Ramalho considera que seria mais produtivo se o governo investisse em educação, inclusive nas escolas. “Hoje, estamos fabricando prego torto. Colocamos nas ruas motoristas despreparados e, depois, precisamos de campanhas corretivas”, critica. Ativista no trânsito, Renata Ribeiro Aragão perdeu o filho, o ciclista Raul Aragão, atropelado. O motorista trafegava a 95km/h em uma via de 60km/h. “Me senti agredida (com o projeto de lei). Já vivemos uma epidemia de mortes no trânsito e, para cada um morto, são pelo menos quatro sequelados. A maioria das mortes ocorre por imprudência. É um estímulo a cometer mais infrações, o que levará a mais mortes”, desabafa.
Prejuízo
Se as questões do trânsito provocam fortes reações em território nacional, as relacionadas ao meio ambiente são as que mais repercutem lá fora. “O mundo inteiro está em outra direção. A própria China está se tornando o país que mais planta árvores no mundo. Está mudando a matriz energética para energia solar.
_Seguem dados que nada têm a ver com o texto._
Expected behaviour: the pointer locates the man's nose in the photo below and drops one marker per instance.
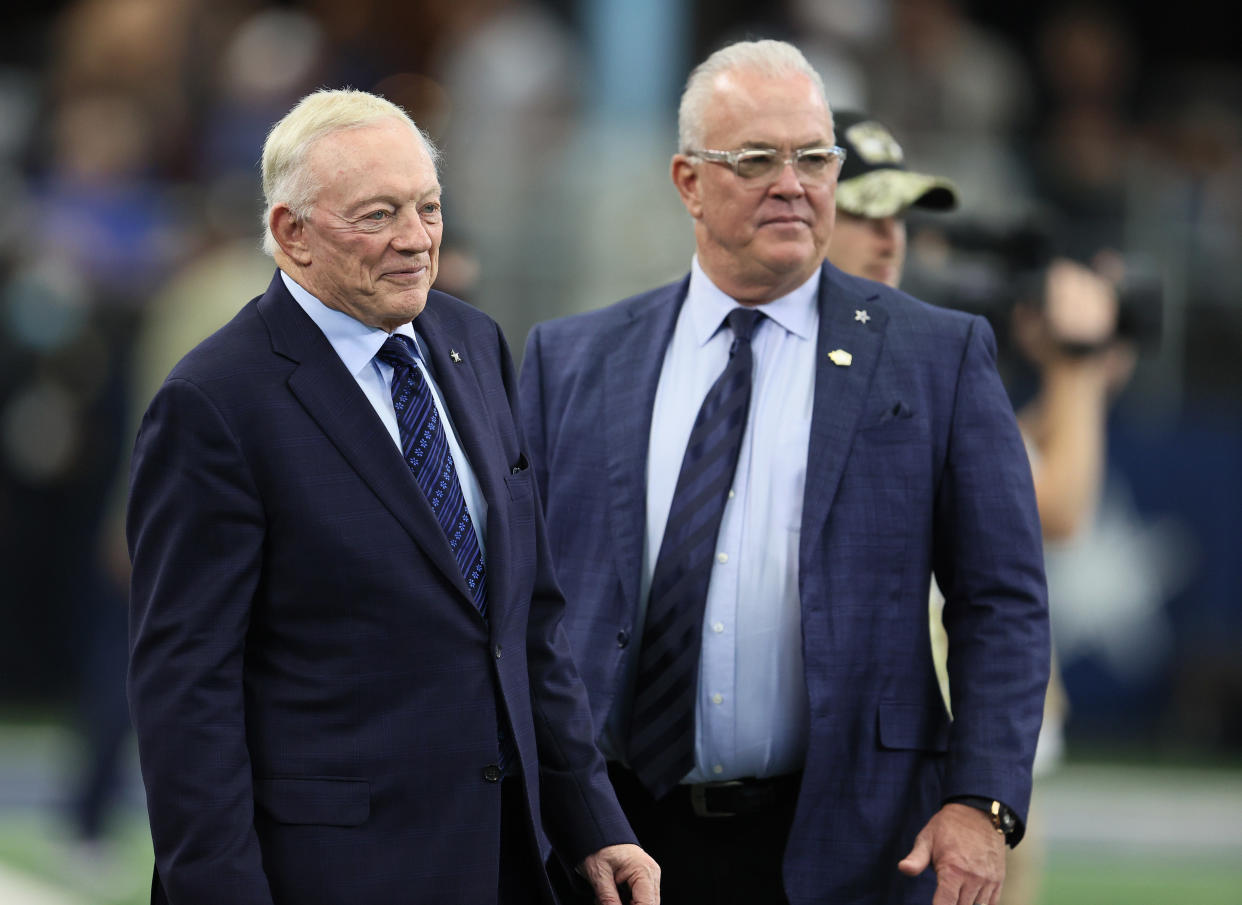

Tenho conversado com embaixadas e eles estão alarmados”, alerta o presidente da Comissão de Meio Ambiente da Câmara, deputado Rodrigo Agostinho (PSB). “Estamos num retrocesso se compararmos com os avanços que o Brasil vinha trilhando a partir da década de 1980”,diz Aninho Irachande Mucundramo, doutor em política e gestão ambiental e desenvolvimento pelo Centro de Desenvolvimento Sustentável da UnB.